In his letter to confessors, the Major Penitentiary wrote: “Mercy does not cease because where ordinary celebration of the sacrament is impossible, we are committed to pray, to console, to present souls to divine Mercy, fulfilling that priestly role of intercessors, which was conferred on us on the day of ordination.”
“Mercy does not cease because we all need the closeness and the 'caress' of Jesus, which also materializes in a moment of listening and dialogue, capable of opening a perspective of hope and light, in this circumstance of trial.”
Mercy “is expressed in the pastoral creativity of so many confreres,” he said, “who try in every way to make themselves close to the people entrusted to them, giving testimony of faith, courage, fatherhood, fully living their priesthood.”
Nor does mercy cease “because the sacrifice of the Holy Mass does not cease, even if celebrated without the physical presence of the people, from which every grace flows for the Church and for the world.”

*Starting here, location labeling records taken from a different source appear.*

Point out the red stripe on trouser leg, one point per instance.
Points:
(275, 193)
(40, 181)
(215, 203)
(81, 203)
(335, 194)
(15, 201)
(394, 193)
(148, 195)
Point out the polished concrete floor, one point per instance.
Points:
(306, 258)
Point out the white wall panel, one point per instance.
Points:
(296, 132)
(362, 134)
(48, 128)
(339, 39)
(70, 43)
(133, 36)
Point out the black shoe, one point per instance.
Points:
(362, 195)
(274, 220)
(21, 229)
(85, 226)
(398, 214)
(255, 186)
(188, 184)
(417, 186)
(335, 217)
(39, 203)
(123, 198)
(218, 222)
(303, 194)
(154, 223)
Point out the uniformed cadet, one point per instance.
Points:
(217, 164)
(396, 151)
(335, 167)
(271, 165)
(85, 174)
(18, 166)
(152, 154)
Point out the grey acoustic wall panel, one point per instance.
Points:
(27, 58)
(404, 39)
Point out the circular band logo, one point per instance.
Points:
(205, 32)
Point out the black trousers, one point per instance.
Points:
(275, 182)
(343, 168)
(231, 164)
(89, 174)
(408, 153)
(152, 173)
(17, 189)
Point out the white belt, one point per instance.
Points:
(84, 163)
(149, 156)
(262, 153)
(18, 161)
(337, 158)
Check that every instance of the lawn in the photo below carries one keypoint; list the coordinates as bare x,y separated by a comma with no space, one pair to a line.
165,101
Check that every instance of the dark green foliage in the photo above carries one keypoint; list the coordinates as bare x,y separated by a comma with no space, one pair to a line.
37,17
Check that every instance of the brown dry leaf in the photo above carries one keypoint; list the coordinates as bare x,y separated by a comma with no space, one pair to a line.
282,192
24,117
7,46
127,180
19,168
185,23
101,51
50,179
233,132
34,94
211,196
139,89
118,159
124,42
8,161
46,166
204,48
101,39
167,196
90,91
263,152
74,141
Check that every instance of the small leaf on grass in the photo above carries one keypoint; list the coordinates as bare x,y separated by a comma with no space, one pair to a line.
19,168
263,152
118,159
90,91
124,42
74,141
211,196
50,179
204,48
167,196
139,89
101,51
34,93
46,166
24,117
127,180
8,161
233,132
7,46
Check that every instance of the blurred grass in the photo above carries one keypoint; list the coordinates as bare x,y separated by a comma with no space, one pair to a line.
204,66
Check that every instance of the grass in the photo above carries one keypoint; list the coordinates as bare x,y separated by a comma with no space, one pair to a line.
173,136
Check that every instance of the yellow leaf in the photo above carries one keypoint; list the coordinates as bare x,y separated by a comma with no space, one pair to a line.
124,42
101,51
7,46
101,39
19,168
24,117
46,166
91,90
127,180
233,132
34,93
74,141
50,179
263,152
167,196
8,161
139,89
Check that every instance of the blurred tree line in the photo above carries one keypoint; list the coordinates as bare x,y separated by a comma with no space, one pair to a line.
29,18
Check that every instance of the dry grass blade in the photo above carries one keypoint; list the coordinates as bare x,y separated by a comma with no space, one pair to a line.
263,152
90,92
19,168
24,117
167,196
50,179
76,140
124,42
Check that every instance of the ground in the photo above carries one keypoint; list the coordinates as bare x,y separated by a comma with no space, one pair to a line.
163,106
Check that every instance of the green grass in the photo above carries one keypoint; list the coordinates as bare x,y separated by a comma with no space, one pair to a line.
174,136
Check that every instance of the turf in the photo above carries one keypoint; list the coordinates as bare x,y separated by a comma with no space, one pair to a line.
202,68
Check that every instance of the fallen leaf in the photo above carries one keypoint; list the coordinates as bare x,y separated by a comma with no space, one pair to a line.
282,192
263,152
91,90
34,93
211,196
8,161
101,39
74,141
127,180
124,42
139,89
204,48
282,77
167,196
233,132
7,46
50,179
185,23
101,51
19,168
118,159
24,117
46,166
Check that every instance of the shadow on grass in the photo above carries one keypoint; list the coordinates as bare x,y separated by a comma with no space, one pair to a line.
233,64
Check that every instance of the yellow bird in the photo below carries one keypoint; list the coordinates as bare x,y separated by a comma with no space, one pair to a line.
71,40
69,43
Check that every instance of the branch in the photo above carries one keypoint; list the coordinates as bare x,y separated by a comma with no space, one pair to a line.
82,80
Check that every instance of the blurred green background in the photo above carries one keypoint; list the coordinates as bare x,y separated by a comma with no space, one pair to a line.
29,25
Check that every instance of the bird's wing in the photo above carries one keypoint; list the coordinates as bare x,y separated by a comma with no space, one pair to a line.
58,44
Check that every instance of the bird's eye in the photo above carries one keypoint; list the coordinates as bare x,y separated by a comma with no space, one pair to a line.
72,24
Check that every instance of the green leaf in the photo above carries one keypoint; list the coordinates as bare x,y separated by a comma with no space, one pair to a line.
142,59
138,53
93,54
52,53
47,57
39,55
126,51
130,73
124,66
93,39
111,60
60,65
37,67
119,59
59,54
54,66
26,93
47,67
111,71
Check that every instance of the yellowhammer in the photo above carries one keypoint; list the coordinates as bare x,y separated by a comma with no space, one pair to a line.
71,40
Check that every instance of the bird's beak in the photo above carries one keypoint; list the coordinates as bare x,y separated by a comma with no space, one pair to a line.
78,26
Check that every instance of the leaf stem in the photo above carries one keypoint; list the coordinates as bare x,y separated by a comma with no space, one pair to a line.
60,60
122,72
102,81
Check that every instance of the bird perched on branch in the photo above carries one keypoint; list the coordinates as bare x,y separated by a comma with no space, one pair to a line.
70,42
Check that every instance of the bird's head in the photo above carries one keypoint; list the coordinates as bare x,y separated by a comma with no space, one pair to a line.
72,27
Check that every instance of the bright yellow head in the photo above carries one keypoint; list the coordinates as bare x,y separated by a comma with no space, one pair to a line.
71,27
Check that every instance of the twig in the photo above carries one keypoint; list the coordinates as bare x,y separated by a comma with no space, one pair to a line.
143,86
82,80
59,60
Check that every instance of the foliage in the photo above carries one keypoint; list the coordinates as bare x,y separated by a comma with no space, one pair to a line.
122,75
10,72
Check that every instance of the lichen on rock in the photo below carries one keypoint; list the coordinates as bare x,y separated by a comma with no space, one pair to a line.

Cardinal Piacenza wrote that “from the Cross, the bloody sacrifice of Christ, the possibility of salvation and reconciliation is given to all men; salvation also flows from the Eucharistic celebration, the bloodless sacrifice of Christ, the current re-presentation of the bloody one. In this sense, despite today's dramatic circumstances, we are called to rediscover the centrality of the priestly ministry and, above all, what is essential in it: the work of Christ more than ours, the sacramental implementation of salvation, of which we are ministers, that is, servants.”